VDY.TO — Traditional Dividend Income
Shares held: 154.6732
Role: Canadian dividend income
VDY is one of the more traditional income ETFs I own.
At its core, VDY holds high-quality Canadian dividend-paying companies, focusing on reliable payouts from established businesses.
I hold it because:
It provides straightforward dividend income
It adds exposure to Canadian blue-chip companies
It balances out more complex income strategies
This is simple, boring income — and there’s real value in that.
HYLD.TO — Enhanced Yield
Shares held: 345.2968 (DRIP quietly compounding)
Role: Enhanced income
HYLD is designed to push portfolio income higher.
At its core, HYLD uses a diversified income strategy to enhance yield, spreading exposure across multiple assets rather than relying on a single sector or outcome.
I hold it because:
It meaningfully boosts monthly cash flow
It diversifies income sources
It complements lower-volatility holdings
This position helps smooth income across the portfolio while DRIP keeps the compounding working in the background.

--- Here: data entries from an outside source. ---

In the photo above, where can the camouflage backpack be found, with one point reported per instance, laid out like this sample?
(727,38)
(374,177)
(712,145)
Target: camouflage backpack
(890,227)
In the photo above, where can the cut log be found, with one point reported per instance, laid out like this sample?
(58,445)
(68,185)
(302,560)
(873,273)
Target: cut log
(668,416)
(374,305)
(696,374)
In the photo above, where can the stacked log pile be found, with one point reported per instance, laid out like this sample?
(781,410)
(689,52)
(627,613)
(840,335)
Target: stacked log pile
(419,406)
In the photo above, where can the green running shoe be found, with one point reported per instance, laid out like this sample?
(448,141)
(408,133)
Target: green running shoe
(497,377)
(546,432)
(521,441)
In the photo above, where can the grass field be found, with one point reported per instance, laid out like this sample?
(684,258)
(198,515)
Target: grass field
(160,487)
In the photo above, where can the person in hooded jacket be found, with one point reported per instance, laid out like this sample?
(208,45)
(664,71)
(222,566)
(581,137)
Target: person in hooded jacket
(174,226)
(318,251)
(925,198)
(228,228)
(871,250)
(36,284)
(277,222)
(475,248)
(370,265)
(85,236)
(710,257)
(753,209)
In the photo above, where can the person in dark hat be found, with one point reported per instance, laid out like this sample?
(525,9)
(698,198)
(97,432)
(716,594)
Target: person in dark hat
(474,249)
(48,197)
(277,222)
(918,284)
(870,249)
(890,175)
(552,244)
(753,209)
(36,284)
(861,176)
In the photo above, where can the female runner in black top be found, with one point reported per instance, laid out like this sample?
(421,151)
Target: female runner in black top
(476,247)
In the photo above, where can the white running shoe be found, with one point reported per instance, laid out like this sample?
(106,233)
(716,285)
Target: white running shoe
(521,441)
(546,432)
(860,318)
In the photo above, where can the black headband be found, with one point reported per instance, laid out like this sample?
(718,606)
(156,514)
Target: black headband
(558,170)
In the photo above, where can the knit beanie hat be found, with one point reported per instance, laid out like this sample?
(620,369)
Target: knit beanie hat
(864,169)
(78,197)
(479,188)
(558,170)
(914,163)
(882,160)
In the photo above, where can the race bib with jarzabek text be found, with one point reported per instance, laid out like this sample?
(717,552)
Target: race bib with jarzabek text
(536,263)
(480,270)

How these fit into the bigger picture
These ETFs aren’t meant to stand alone.
They support the foundation by:
Diversifying income sources
Adding global and tactical exposure
Reducing reliance on any single strategy
Between all parts of the portfolio, the goal stays the same:
Steady income, Controlled risk, and a structure I can stick with through full market cycles.
Closing thought
Income investing, for me, isn’t about finding the perfect ETF.
It’s about building a system that:
Pays consistently
Compounds quietly through DRIP
Lets me stay invested when emotions would otherwise interfere
Steady beats exciting especially over time.
This is simply how I invest. It fits my temperament, but everyone’s situation is different.